Site Reliability Engineer

Posted on:

July 16, 2025

Job description

Responsibilities

The way of working outlined here (https://github.com/OctopusDeploy/People/tree/main/Engineering/Site-Reliability-Engineering) is your natural way of getting things done.
You excel in an environment focused on availability, reliability, and observability.
You are skilled in systems engineering and may have specialized expertise in specific areas.
You find value in applying safety culture lessons from other industries to your work.
You are adept at leading postmortems and designing deployment and monitoring pipelines.
You have a passion for automating builds, tests, deployments, infrastructure, and operational tasks.
You embrace a "you built it, you run it" culture, with a commitment to quality and system availability, participating in a humane on-call program.
You are self-motivated, work independently with high-quality output, and seek help or new tasks when needed.
You collaborate effectively to solve problems, combining passion, pragmatism, and empathy.
You are results-oriented, adaptive to business direction changes, and encourage the same approach in others.
You thrive on candid feedback, solving complex problems, and helping fellow engineers succeed while working on valuable projects.

Job requirements

Please note - this is to give you an idea of our tools, we don't expect expertise in everything.

A mix of internally developed applications and 3rd Party Software (e.g. TeamCity).
Run in Azure with a mix of AppServices, AKS Clusters, and Azure Functions.
We use Linux containers mostly with a few Windows containers.
Container workloads are run on AKS.
Dockerhub and Artifactory container registries.

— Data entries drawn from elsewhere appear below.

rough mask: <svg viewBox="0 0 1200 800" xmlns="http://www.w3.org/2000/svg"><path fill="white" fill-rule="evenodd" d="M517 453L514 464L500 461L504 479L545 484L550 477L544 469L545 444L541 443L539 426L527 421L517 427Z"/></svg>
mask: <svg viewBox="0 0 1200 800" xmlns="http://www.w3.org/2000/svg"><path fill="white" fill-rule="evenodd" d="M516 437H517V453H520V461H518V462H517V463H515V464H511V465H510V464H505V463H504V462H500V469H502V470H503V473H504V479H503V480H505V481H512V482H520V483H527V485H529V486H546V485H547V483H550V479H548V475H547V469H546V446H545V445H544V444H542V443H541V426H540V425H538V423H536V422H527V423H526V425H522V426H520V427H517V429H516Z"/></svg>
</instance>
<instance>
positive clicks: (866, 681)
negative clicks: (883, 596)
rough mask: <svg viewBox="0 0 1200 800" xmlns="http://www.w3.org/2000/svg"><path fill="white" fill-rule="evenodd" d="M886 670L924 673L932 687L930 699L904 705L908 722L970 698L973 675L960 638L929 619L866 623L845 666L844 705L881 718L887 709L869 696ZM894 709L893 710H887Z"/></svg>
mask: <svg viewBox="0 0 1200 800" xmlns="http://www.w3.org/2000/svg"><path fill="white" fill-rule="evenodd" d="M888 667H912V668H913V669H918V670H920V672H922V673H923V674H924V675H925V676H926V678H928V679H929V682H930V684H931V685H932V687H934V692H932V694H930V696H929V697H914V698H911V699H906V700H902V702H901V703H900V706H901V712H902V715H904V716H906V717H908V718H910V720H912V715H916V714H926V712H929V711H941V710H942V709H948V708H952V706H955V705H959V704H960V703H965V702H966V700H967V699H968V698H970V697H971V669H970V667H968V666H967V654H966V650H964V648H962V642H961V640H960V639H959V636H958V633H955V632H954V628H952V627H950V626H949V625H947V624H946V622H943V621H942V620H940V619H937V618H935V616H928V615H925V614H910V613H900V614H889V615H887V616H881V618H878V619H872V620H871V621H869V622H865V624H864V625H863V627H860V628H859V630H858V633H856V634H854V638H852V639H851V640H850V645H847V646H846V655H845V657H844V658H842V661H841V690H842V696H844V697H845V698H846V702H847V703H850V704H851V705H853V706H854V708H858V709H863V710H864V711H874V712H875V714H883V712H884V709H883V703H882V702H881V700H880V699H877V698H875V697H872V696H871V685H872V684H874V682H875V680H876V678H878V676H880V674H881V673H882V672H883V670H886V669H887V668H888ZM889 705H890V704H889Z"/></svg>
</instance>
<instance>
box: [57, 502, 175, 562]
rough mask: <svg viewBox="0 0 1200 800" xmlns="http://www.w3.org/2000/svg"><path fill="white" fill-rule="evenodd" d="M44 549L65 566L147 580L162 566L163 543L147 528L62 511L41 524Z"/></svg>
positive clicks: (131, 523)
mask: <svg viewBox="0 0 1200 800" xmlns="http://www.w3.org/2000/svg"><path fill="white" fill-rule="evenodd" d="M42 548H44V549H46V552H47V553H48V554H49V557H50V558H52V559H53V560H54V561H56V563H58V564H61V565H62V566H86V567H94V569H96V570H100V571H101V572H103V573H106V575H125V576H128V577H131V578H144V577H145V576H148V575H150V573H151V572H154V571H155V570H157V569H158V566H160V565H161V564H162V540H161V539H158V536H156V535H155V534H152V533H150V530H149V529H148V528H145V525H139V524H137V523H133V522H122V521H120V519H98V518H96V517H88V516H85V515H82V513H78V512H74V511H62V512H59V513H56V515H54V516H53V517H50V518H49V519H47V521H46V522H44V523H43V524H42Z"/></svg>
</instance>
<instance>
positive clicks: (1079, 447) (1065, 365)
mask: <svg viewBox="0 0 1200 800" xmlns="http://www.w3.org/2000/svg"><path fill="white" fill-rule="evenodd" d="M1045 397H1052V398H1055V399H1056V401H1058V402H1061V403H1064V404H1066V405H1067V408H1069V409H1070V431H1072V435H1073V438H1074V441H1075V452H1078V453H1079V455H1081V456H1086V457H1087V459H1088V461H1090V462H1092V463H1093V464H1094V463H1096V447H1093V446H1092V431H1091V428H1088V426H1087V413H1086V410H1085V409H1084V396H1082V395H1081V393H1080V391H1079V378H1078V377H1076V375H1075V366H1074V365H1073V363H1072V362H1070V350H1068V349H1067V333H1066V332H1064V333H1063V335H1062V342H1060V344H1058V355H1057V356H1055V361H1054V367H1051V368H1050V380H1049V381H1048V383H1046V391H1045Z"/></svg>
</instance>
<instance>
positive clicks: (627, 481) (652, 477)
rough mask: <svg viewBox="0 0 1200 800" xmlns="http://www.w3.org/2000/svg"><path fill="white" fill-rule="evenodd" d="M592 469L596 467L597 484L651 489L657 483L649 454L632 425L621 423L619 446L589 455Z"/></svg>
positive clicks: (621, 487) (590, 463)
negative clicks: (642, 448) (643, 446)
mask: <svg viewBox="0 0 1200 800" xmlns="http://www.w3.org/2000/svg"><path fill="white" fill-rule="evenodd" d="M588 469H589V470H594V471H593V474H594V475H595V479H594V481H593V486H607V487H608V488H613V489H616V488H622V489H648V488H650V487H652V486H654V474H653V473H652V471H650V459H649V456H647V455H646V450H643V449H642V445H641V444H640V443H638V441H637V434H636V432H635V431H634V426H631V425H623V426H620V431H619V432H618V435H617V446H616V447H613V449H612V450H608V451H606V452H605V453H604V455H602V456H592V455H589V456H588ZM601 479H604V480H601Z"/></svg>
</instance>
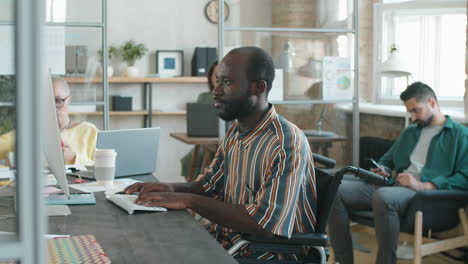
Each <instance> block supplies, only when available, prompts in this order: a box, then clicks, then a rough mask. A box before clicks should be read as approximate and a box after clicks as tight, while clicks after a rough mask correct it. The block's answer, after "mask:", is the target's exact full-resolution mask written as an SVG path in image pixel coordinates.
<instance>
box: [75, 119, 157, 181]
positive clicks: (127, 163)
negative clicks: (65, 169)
mask: <svg viewBox="0 0 468 264" xmlns="http://www.w3.org/2000/svg"><path fill="white" fill-rule="evenodd" d="M159 135H160V128H159V127H153V128H138V129H123V130H108V131H99V132H98V136H97V142H96V148H98V149H110V148H112V149H115V151H116V152H117V157H116V160H115V177H124V176H133V175H142V174H151V173H153V171H154V170H155V169H156V160H157V156H158V149H159ZM68 174H69V175H72V176H79V177H82V178H86V179H93V180H94V179H95V177H94V171H93V170H88V171H78V172H73V173H68Z"/></svg>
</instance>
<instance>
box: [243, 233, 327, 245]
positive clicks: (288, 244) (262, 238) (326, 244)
mask: <svg viewBox="0 0 468 264" xmlns="http://www.w3.org/2000/svg"><path fill="white" fill-rule="evenodd" d="M243 238H244V239H245V240H248V241H250V242H252V243H261V244H278V245H279V244H281V245H300V246H326V245H327V244H328V236H327V234H326V233H301V234H299V233H298V234H293V235H292V237H291V238H286V237H280V236H274V237H273V238H263V237H256V236H253V235H245V236H243Z"/></svg>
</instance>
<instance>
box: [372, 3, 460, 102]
mask: <svg viewBox="0 0 468 264" xmlns="http://www.w3.org/2000/svg"><path fill="white" fill-rule="evenodd" d="M465 5H466V2H465V1H447V0H446V1H427V0H426V1H423V0H419V1H407V2H399V3H388V4H387V3H384V4H376V17H377V19H378V21H377V27H378V28H380V30H376V31H375V32H376V33H377V34H376V35H378V36H376V37H375V38H374V39H375V41H376V43H377V44H378V46H379V49H380V50H377V52H376V55H374V57H375V59H374V64H375V65H376V66H375V67H374V69H375V73H376V74H377V75H376V76H379V75H378V66H379V65H380V63H382V62H383V61H385V60H386V59H387V57H388V55H389V49H390V47H391V46H392V45H393V44H396V45H397V48H398V51H399V56H400V58H402V59H403V60H404V61H405V63H407V65H409V68H410V70H411V76H410V77H409V81H410V82H412V81H422V82H424V83H427V84H428V85H429V86H431V87H432V88H433V89H434V90H435V92H436V94H437V96H438V98H439V99H440V101H441V102H443V103H444V102H445V103H448V102H452V103H454V104H455V105H456V104H460V105H461V104H462V101H463V94H464V92H465V79H466V74H465V43H466V42H465V41H466V21H467V20H466V19H467V17H466V8H465ZM407 81H408V80H407V79H406V78H405V77H402V78H390V77H385V76H381V77H380V78H378V79H377V80H376V84H377V87H378V88H379V89H378V90H379V94H378V100H379V101H380V102H384V103H385V102H387V103H390V102H393V101H397V100H399V95H400V93H401V92H402V91H403V90H404V89H405V88H406V86H407Z"/></svg>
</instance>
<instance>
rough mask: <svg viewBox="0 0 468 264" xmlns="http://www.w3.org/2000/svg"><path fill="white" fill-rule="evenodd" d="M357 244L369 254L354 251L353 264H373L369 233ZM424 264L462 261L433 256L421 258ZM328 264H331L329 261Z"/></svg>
mask: <svg viewBox="0 0 468 264" xmlns="http://www.w3.org/2000/svg"><path fill="white" fill-rule="evenodd" d="M359 242H360V244H361V246H362V247H364V248H366V249H369V250H370V251H371V252H370V253H363V252H361V251H358V250H354V263H356V264H367V263H369V264H370V263H372V264H374V263H375V256H376V254H377V241H376V240H375V237H373V236H372V235H371V234H369V233H359ZM422 262H423V263H424V264H463V261H455V260H453V259H451V258H448V257H446V256H444V255H442V254H435V255H431V256H427V257H424V258H423V261H422ZM328 263H329V264H331V263H332V262H331V261H329V262H328ZM412 263H413V260H402V259H399V260H398V261H397V264H412Z"/></svg>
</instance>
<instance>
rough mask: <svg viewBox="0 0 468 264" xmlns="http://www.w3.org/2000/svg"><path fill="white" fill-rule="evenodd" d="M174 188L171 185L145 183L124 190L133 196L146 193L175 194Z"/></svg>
mask: <svg viewBox="0 0 468 264" xmlns="http://www.w3.org/2000/svg"><path fill="white" fill-rule="evenodd" d="M173 191H174V188H173V187H172V186H171V185H169V184H164V183H153V182H144V183H134V184H132V185H130V186H128V187H126V188H125V189H124V192H125V193H126V194H132V193H135V192H139V193H140V194H142V193H146V192H173Z"/></svg>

We have adopted OpenTelemetry for a lot of our Builds systems.
We are adopting OpenTelemetry for more use cases company-wide, delivering a full telemetry pipeline.
SumoLogic and Honeycomb for analysis.

Working on building new capabilities to increase reliability (we don’t want you staring at monitoring dashboards all day).
Working where you work best, in a home office designed by you, using a device of your choosing, with or without music, in an atmosphere you create for yourself.
Handling a request from an internal team, helping solve a challenging build, test or packaging issue, or offering advice to an engineer to help them fall into the pit of success.
Pairing with another engineer on a Zoom call to solve a complex technical problem or explore and define the problem space for future innovation.
Responding to an actionable alert and working to maintain the reliability of the platform used across the company.
Improving our documentation to help engineers discover solutions for themselves and reduce lead time.
Writing a blog post about something interesting for other engineers or preparing a presentation on what was learned from a recent incident.
Facilitating an incident review or preparing a presentation on what was learned.
Proactively reducing future toil by building automation.